Fourplay Is the New Dating App With a 9,000-Person Waitlist

Finally, a dating app for people who want to go on a date with their friend and a couple of strangers for some reason

Two couples having dinner in restaurant, laughing
Double date or foursome? Both?
Ariel Skelley

While Tinder, Hinge and Bumble pretty much still dominate the online dating space, there’s no shortage of niche dating apps trying to carve out their own territory in an increasingly oversaturated market. From dating apps for those seeking oral sex and kink to short guys and men with small penises, suffice to say there’s now an online dating platform for every rhyme, reason and season. It can be difficult for a fledgling dating app to stand out these days, but every so often one manages to wriggle its way into the zeitgeist. The latest one to capture our attention, which reportedly boasts a waitlist of 9,000, is Fourplay, a dating app for group dating.

If you think that sounds kinky, it’s actually … not really, somehow. Based on the app’s suggestive name and group-dating premise, I initially assumed it was for couples looking to get kinky with other couples, but it turns out it’s just for pairs of single friends looking to go on dates with other pairs of single friends. Presumably you can all still have sex with each other if you feel like it, but that doesn’t seem to be the main point of the platform. Rather, Fourplay seems to be a dating app designed for busy singles in codependent friendships looking to “kill two birds with one stone,” as Fourplay co-founder Danielle Dietzek told the New York Post.
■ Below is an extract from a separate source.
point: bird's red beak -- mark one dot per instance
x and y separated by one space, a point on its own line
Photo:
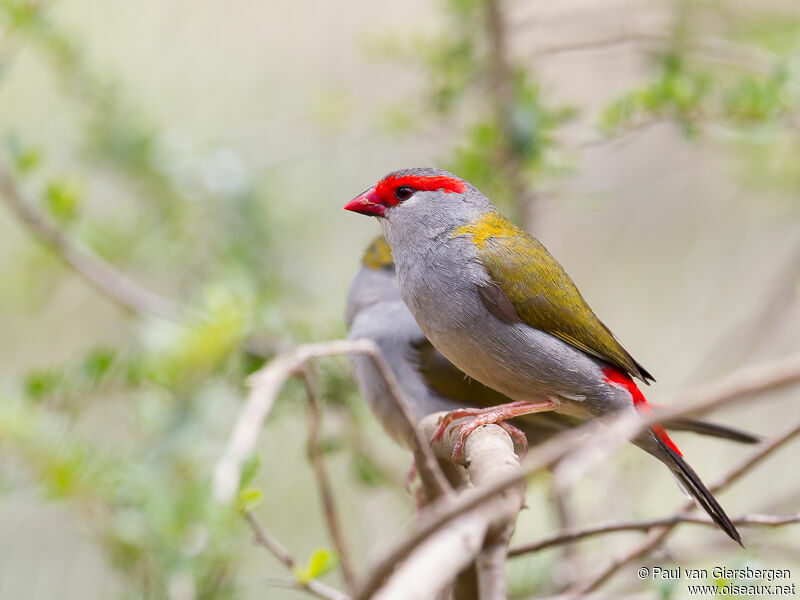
368 203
According to Dietzek, who founded the app with friend Julie Griggs after finding it difficult to maintain a healthy dating life while balancing the demands of work and friendship, the app is designed to help mitigate the anxiety and time suck of dating by combining it with your regularly scheduled social life. “We very intentionally designed Fourplay so that all matches happen as a group and there’s no one-on-one dating to mitigate the pressure and anxieties that come with dating,” Griggs told the Post. Basically, it’s a revival of Tinder’s short-lived group-dating feature, Tinder Social, which the app abandoned in 2017.

As someone who prefers to keep most of my relationships, romantic and otherwise, highly compartmentalized, this sounds like my worst nightmare. I don’t even want to go on a double date with my current partner and my friends and their partners, let alone roll the dice on some random dudes who, truth be told, are probably both only interested in my friend. No thank you.

Given that 9,000-person waitlist, however, apparently there is a demand for this kind of dating among more outgoing daters than myself, and I can see the potential benefits. If everything works out and you all hit off, you get a new partner and a new clique of couple friends, if that’s something you’re into. (I am not.) And if everyone really hits it off, you can have that foursome that seems like it probably should’ve been the point of the app in the first place.